I am a self-taught artist and living proof that one doesn’t need a degree in art to make a living as an artist. Nevertheless, I love taking classes! I’ve taken metalsmithing, silkscreening, spanish, photography, image transfer onto fabric, and sewing. Some of these things fit directly into my business, others just teach me a new way of playing with color, texture, line, etc. It all contributes to an aesthetic and a style. I’ve tried to craft my own curriculum out of things that call to me and sound like fun. If it doesn’t sounds fun, I don’t take the class.
On the business side, I was mentored by SARK and her company for four and a half years. Working within the environment that I wanted to create for myself was an incredible opportunity. If you work for people you admire, you are bound to learn a way of doing business that resonates with your own style. Apprenticeships are invaluable!
What is the most rewarding aspect of what you do? The most frustrating?
I run my company professionally, but there is a lightness and casual quality about the way I do business. There is a focus on fun. I wear furry cat hats to work. I play loud music and dance around in my pajamas. I have long lunches with unemployed friends. I see matinees and go to yoga in the afternoon. If I feel stressed out, I jump on my bicycle and ride to the photo booth at Ocean Beach. When I want to travel, I create business trips and find new accounts in places I’ve wanted to visit.
The challenge that I didn’t expect was the isolation. I had always craved my alone time, yearned for space and hours to be creative. But now that my entire life is that, it doesn’t taste as sweet as it once did. I get lonely being in the house all day and get far too deep in my head. I think myself into sad, unnecessary places. What keeps me going are all of the people that I’ve met through this work. People write to me and say that when they need to feel extra courageous they put on their superhero necklace (or bracelet) and they feel more wild and alive. One woman wrote to me and said that her’s was “literally, happiness in a necklace.” These messages are invaluable to me!
Do you have any fears about what you do, and if so, how do you deal with them?
I have so many fears. Here are a few:
Fear of not making enough money.
Fear of my work being rejected.
Fear of loneliness.
I’ve tempered many of these fears by building a community of other women entrepreneurs. When I first started my company, I interviewed as many women business owners as I could find. I gained lots of useful information, but mostly, I built a community of people who I drawn upon for support daily.
What kind of work environment do you have?
I work at home in the attic. It’s a big beautiful space.
Have you encountered any financial obstacles, and if so, how did you overcome them?
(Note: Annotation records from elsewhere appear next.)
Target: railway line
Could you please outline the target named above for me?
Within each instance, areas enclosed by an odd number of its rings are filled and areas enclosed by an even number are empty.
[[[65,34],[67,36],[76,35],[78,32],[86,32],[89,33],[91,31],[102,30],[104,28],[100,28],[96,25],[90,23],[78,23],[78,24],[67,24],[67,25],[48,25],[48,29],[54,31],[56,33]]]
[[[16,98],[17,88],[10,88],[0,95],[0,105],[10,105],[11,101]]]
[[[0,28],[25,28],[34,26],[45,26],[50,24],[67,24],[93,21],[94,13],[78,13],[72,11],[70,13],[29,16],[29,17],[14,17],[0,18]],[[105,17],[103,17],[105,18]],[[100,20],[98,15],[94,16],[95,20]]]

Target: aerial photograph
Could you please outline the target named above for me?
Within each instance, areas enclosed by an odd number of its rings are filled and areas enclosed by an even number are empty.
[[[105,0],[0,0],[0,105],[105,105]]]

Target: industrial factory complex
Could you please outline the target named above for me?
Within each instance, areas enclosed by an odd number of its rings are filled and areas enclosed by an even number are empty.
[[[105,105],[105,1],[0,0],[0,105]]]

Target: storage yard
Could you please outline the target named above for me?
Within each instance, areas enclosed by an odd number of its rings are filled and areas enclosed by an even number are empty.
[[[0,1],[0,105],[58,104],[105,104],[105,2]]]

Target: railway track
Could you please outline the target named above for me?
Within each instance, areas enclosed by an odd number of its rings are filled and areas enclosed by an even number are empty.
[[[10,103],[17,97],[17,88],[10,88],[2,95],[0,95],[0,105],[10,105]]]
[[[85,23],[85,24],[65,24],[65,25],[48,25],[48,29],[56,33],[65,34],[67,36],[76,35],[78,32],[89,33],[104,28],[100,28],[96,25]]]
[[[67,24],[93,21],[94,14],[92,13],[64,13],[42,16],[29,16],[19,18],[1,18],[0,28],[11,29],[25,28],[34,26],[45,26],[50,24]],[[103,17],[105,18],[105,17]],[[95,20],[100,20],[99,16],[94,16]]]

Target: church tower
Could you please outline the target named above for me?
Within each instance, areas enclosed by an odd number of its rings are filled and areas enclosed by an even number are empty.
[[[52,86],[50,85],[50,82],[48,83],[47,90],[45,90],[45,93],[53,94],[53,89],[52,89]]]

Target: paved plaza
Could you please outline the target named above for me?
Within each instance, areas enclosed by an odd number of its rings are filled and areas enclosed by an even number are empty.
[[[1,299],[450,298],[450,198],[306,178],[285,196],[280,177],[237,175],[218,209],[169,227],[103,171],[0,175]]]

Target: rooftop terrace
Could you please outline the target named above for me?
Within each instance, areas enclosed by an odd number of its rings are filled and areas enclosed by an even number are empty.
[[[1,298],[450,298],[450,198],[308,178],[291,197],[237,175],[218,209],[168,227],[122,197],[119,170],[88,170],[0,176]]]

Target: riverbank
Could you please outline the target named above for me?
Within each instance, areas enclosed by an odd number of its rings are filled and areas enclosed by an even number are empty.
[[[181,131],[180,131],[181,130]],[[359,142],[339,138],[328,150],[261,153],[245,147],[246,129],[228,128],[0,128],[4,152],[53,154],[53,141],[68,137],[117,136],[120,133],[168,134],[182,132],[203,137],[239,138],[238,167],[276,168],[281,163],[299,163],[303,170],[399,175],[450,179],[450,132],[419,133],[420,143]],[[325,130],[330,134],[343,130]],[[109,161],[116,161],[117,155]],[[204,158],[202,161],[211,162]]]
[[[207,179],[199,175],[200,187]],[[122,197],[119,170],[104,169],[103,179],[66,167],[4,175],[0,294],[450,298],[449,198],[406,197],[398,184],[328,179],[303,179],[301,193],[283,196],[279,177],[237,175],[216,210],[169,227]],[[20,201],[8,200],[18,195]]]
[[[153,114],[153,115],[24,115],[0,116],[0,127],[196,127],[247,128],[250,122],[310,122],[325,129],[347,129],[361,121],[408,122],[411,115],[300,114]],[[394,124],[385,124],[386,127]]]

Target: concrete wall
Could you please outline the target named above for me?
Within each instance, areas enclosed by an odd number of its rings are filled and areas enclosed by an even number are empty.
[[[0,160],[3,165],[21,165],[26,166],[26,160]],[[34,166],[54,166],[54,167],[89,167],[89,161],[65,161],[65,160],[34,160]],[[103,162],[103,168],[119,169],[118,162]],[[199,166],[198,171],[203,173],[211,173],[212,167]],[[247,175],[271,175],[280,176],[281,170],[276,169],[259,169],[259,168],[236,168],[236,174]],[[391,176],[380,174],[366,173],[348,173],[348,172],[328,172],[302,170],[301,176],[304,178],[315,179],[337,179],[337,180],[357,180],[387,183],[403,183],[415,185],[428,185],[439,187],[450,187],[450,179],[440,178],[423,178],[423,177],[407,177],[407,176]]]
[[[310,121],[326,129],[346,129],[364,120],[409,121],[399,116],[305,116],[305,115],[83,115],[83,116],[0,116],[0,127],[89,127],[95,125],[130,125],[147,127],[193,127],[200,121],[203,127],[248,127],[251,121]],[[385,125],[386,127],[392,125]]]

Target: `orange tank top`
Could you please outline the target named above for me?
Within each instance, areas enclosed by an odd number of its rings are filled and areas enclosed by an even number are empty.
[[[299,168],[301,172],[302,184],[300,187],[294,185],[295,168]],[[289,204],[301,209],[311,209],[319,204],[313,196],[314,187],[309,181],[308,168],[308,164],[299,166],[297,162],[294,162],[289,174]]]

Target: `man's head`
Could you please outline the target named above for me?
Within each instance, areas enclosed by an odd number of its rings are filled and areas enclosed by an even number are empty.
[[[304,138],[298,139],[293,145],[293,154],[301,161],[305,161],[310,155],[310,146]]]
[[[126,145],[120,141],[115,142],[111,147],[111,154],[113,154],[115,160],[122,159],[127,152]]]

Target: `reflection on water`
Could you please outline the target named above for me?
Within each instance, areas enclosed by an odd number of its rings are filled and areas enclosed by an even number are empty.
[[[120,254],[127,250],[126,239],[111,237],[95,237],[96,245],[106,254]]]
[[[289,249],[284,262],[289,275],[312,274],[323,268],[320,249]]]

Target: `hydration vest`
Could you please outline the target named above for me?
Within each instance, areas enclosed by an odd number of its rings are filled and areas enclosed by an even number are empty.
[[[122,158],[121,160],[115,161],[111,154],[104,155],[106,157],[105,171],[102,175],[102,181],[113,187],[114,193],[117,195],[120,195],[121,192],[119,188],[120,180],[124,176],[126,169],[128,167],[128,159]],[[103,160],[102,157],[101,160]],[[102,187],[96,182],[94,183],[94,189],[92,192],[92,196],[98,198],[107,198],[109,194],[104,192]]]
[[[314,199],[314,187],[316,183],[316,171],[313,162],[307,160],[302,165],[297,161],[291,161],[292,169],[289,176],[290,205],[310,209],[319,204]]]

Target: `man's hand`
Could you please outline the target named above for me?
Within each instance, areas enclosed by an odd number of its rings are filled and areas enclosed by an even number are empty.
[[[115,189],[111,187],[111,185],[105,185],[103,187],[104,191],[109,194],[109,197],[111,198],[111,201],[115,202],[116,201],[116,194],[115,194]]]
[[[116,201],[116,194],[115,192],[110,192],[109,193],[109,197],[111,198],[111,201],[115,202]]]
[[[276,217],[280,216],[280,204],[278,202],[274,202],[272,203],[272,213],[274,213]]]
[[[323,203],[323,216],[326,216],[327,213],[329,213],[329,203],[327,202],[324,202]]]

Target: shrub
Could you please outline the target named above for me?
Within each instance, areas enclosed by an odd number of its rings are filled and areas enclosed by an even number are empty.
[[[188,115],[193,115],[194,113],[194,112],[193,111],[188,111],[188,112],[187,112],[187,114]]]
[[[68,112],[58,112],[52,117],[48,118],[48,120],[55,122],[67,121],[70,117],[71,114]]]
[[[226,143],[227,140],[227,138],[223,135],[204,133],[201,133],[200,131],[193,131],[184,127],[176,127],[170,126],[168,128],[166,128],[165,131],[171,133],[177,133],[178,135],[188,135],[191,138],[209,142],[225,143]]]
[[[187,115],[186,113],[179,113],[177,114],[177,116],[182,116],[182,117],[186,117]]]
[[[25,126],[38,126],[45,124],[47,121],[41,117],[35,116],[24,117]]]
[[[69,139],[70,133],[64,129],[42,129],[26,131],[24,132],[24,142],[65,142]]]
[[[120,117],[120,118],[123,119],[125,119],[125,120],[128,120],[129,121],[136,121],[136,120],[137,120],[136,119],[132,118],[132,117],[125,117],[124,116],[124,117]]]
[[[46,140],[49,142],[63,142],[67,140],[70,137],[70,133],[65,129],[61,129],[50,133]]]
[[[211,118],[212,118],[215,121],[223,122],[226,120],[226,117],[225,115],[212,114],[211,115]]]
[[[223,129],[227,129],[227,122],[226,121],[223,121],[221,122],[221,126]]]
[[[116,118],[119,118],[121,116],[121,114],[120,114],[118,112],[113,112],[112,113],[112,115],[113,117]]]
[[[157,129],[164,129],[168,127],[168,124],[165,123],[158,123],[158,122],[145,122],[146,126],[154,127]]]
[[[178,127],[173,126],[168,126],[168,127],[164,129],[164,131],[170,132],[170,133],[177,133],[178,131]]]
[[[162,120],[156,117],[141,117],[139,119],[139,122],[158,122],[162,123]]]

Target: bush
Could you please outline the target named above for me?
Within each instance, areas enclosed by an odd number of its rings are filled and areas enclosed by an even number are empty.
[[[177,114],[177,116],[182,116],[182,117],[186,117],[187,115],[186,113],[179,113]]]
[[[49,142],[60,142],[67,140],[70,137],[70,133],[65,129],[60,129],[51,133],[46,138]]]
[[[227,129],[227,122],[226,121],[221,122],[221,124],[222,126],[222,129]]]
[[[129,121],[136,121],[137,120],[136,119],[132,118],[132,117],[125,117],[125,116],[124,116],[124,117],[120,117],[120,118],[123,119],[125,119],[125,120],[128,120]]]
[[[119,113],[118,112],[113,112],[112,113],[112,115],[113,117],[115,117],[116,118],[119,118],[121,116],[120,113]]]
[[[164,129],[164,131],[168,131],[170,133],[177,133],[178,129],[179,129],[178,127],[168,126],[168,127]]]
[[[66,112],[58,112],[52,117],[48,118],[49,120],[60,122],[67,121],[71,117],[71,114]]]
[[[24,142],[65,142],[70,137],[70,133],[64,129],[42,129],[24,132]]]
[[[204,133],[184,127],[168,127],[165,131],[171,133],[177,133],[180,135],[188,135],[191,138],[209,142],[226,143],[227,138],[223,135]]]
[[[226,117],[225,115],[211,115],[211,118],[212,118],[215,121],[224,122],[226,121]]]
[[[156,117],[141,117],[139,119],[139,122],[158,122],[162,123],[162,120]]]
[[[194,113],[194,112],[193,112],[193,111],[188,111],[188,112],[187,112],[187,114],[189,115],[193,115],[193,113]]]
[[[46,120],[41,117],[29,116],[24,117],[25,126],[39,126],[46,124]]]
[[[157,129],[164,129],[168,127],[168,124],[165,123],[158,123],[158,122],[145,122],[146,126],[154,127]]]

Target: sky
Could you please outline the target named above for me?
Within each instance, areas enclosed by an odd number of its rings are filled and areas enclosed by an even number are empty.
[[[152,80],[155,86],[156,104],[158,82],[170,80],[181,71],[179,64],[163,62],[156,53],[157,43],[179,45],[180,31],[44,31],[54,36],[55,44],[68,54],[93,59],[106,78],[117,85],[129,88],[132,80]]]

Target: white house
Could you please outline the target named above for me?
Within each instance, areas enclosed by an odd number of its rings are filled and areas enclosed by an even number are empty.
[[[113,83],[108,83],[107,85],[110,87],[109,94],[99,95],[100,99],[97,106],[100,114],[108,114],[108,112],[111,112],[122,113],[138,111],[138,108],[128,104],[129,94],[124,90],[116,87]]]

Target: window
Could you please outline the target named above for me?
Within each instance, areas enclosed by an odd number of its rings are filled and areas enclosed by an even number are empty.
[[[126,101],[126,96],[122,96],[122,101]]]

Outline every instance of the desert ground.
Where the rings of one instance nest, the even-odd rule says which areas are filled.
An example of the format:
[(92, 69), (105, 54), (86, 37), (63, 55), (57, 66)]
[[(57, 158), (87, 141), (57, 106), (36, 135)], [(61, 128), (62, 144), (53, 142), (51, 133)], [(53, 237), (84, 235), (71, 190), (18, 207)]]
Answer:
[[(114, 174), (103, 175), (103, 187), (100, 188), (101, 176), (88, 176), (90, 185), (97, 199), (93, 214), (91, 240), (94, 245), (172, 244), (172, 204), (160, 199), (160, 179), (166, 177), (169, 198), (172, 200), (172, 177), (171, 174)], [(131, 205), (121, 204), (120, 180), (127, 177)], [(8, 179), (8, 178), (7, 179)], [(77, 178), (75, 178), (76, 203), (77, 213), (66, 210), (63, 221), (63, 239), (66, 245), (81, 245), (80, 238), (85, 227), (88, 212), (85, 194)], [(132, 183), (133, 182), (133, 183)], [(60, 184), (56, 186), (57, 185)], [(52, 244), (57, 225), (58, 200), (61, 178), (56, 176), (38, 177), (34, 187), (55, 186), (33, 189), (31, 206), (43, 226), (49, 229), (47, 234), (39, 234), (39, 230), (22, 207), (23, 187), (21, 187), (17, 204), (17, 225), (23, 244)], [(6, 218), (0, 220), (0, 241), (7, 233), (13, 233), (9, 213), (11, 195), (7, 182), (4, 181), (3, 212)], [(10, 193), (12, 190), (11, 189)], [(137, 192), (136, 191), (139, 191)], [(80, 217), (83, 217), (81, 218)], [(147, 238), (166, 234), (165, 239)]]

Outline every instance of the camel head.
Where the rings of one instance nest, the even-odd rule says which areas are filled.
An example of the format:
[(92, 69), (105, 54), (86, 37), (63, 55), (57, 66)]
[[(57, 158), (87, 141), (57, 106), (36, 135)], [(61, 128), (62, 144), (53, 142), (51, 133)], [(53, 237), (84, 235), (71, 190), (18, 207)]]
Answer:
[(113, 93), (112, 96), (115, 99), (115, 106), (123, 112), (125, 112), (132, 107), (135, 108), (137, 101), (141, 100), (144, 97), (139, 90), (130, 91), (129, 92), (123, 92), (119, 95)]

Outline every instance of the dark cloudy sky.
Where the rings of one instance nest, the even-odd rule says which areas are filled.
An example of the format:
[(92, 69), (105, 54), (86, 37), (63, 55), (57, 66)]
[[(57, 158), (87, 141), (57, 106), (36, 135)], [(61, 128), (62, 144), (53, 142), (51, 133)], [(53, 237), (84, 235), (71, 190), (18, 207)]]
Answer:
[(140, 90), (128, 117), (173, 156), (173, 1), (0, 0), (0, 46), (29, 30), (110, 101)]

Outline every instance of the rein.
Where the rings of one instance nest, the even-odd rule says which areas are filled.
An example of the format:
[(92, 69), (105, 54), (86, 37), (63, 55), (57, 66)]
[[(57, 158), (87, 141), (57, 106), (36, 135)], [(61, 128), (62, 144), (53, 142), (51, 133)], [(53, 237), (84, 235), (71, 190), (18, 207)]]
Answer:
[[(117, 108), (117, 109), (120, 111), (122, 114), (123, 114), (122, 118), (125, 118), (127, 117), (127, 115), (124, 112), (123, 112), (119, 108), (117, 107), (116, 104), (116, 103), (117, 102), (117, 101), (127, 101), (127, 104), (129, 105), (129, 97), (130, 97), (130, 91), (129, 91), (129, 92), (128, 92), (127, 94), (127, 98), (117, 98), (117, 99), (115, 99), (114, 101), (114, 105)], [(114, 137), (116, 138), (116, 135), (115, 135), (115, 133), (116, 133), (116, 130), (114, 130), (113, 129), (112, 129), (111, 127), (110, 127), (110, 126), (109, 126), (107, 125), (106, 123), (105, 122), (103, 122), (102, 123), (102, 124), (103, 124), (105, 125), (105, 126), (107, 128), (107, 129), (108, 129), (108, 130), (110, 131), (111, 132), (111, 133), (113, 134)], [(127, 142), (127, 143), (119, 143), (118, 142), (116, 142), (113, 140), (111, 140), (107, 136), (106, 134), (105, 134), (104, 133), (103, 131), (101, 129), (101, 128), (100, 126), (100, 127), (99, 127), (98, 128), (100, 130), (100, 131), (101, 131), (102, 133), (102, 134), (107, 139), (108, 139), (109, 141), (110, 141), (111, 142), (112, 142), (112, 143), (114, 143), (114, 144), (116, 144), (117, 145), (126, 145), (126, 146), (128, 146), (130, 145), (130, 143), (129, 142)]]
Hell yeah.¬†I haven’t overcome them yet.
Who or what are your inspirations?
- cherry red and apple green
- Alice Neel (painter)
- Jonatha Brooke (singer, songwriter)
- The Art Spirit by Robert Henri
- Alex Beauchamp
- The Seed Handbook by Lynne Frank
- Creativity Explored
- Sabrina Ward Harrison
- Jill Platner
- so many!!!!
Words of advice for those pursuing their creative goals:
Don’t be afraid to make mistakes. There is no way to know everything about your creative endeavor until you start doing it. Don’t wait, thinking that you’ll start when you know what you’re doing. This will only paralyze you and keep you from ever beginning it.